Installing Scikit-Learn on a Apple Silicon

Jim Bennett | Jan 31, 2021

At the end of last year I splashed out on a shiny new Apple MacBookAir with the M1 processor as I was fed up with an old Intel-based MacBookPro that was quite honestly crippled by corporate anti-virus software.

Out the box this machine is amazing. It’s ridiculously fast, and lasts for ever on battery. Seriously - I charge it every 2 days and manage a full day of coding, writing, emails, Teams, the lot. Did I also mention it’s fast? I can have all the things running and it barely breaks a sweat, even with only 8GB of RAM.

The downside is that not all software works on the new ARM-64 architecture. Apple have a translation layer called Rosetta 2 (Rosetta 1 was their translation from PowerPC to Intel), and this works great most of the time for every day apps, but it doesn’t always work for development tools and libraries, as the mix of translated and untranslated stuff just breaks down.

One library I needed to use that isn’t supported is Scikit-Learn. Now I’m no Python expert, and I don’t really understand what Scikit-Learn does, I just know I need it to train some TinyML models to recognize wake words on an Arduino Nano 33 sense board. If I try a normal pip install scikit-learn, I get a whole wall of errors, both using Python 3.9 for the M1, and Python 3.8 under Rosetta.

So what to do?

It turns out the solution is to use Miniforge, a version of Conda that is comparable to Miniconda, but supports various CPU architectures. Whatever that means. As I said, I’m no Python expert, but this tool essentially allows me to create virtual environments and install packages compiling them for the M1 chip! Any packages it doesn’t support can then be installed from pip.

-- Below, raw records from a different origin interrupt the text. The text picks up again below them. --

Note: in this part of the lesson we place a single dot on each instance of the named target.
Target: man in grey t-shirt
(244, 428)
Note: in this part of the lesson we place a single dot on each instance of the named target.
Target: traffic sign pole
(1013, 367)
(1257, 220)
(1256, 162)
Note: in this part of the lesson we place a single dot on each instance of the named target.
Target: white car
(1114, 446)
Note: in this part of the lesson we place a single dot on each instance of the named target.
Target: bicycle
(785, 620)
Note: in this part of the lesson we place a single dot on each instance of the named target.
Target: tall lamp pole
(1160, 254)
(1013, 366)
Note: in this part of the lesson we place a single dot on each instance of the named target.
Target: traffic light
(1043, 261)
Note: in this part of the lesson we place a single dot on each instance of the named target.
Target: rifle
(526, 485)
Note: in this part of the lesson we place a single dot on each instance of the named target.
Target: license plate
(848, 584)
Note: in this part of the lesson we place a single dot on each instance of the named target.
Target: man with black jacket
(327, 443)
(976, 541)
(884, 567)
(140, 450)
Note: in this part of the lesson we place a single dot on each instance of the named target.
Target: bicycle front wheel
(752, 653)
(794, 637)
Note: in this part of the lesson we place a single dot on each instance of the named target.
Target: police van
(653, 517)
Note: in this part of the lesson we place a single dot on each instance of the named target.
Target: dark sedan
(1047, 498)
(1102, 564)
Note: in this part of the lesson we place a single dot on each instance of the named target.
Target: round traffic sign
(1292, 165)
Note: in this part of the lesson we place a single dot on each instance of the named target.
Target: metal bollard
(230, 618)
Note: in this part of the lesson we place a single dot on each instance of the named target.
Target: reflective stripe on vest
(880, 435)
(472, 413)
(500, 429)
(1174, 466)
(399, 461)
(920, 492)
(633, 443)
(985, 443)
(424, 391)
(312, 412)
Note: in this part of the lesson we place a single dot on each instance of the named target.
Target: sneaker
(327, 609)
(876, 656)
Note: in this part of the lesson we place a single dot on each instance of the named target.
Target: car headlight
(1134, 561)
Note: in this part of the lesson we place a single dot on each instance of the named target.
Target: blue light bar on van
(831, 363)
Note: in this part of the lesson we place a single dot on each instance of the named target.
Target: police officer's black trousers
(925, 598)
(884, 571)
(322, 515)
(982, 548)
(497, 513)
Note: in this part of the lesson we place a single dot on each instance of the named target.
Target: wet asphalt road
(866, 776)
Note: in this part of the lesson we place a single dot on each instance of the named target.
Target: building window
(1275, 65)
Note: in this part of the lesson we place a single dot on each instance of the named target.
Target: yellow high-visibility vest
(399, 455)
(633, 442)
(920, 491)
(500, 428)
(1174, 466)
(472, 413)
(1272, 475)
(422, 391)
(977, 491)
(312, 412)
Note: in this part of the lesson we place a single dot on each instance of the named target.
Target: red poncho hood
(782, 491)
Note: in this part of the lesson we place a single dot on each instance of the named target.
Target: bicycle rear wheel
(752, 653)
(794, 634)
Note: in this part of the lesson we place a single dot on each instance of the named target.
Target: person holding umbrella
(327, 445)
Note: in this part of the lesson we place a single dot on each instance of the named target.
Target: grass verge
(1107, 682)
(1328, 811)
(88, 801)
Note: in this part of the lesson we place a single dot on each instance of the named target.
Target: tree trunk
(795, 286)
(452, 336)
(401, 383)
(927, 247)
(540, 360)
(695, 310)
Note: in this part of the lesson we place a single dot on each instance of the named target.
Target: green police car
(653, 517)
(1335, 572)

So how do I install all this?

Firstly - I need to install Miniforge. The install script is on the GitHub page, or you can download it by clicking this link. It wanted to activate it in every terminal, which I didn’t want so I turned that off by running:

conda config --set auto_activate_base false

Next I went to the folder containing my Python code, and created a virtual environment:

conda create -n .venv python

This is pretty much the same as creating a virtual environment with Python, just using a different tool. Like with Python, the virtual environment then needs to be activated:

conda activate .venv

Finally, I can install Scikit-Learn:

conda install scikit-learn

Done! For the particular thing I’m working on, I needed a package that isn’t available from Miniforge, so I just installed it with pip:

pip install micromlgen Done! I could then run my Python script as normal, and it all worked nicely. And fast - my M1 ran the script in question in 2 seconds, 5 times faster than the 10 seconds my Surface Book took.